Mid-20th-century university professors in Portugal — perhaps even in the U.S.A. — weren't that crazy, though, and Portugal under Salazar was reasonably well-governed, as authoritarian regimes go.
So, what does Christopher Roach want to tell us about Salazar at this American Greatness piece?
Well, he groups Portugal together with Spain, Mexico, and France. All four nations, he argues, fell under the control of progressive revolutionaries in the early 20th century. For Mexico and France the results were disastrous, the left triumphant; but in Spain and Portugal, quote: "self-conscious counterrevolutionary political movements stopped them cold during the 1920s and '30s." End quote.
Roach is not of course — of course — hoping for a non-democratic authoritarian police state on the model of Salazar's Portugal or Franco's Spain. He only wants to tell us that the revolutionary left is relentless and ruthless, today just as much as a hundred years ago, and won't be defeated by gentlemanly forbearance and appeasement, which has basically been the posture of the Republican Party in recent decades.

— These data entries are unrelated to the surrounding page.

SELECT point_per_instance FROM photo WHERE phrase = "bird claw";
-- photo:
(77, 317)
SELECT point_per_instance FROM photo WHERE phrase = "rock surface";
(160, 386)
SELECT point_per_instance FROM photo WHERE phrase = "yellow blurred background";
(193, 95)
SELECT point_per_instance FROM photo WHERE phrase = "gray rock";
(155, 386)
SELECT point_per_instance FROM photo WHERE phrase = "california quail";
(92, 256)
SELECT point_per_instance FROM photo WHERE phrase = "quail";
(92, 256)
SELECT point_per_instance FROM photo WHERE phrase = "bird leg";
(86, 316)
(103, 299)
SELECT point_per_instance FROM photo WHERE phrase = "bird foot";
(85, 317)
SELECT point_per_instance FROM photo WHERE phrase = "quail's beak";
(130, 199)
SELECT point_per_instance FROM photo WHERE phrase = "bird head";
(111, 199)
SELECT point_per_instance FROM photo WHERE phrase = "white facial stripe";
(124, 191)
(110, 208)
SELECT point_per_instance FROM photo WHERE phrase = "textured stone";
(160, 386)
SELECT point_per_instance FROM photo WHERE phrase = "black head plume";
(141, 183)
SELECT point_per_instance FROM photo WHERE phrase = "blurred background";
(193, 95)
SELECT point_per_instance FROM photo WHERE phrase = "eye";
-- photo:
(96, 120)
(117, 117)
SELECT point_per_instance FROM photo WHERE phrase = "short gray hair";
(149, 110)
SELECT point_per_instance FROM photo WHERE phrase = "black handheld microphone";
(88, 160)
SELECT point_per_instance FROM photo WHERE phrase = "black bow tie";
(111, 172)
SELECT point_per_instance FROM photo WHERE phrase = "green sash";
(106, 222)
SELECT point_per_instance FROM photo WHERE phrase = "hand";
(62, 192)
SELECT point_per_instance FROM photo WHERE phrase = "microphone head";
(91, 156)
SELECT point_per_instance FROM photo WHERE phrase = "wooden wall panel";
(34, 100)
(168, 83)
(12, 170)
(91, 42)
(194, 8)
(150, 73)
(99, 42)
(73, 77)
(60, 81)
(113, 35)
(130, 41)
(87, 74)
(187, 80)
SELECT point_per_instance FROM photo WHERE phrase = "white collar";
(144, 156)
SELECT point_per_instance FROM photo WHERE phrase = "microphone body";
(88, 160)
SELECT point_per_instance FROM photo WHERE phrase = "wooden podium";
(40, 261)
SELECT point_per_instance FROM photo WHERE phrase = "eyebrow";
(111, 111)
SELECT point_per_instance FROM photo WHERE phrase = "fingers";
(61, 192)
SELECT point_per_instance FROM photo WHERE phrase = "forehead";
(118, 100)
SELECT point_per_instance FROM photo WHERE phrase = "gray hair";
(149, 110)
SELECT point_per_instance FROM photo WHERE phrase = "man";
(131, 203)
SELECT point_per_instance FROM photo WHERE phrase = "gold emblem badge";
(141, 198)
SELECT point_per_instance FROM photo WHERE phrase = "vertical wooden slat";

We need, he says, to take power and use it — but take power lawfully, constitutionally, and use it lawfully and constitutionally. Quote:
Thus, Trump did not clean house of his enemies in the government, nor have he and other Republicans done much — other than kvetch — at the hostile political interference of Big Finance and Big Tech.
Well, that's your second reading assignment. No more, I promise.
04 — Is National Conservatism destined to oblivion? Longtime listeners, hearing all that, may be recalling some observations I've made before and be saying to themselves: Hey, wait a minute here, Derb.
Example: July 17th last year I ran a segment titled: Will Poland go Irish? That segment followed the Polish presidential election of that month, which resulted in another win for the Law and Justice Party, P-i-S for short, but with a slightly reduced majority from the 2015 election. P-i-S is a National Conservative party, like Orbán's in Hungary.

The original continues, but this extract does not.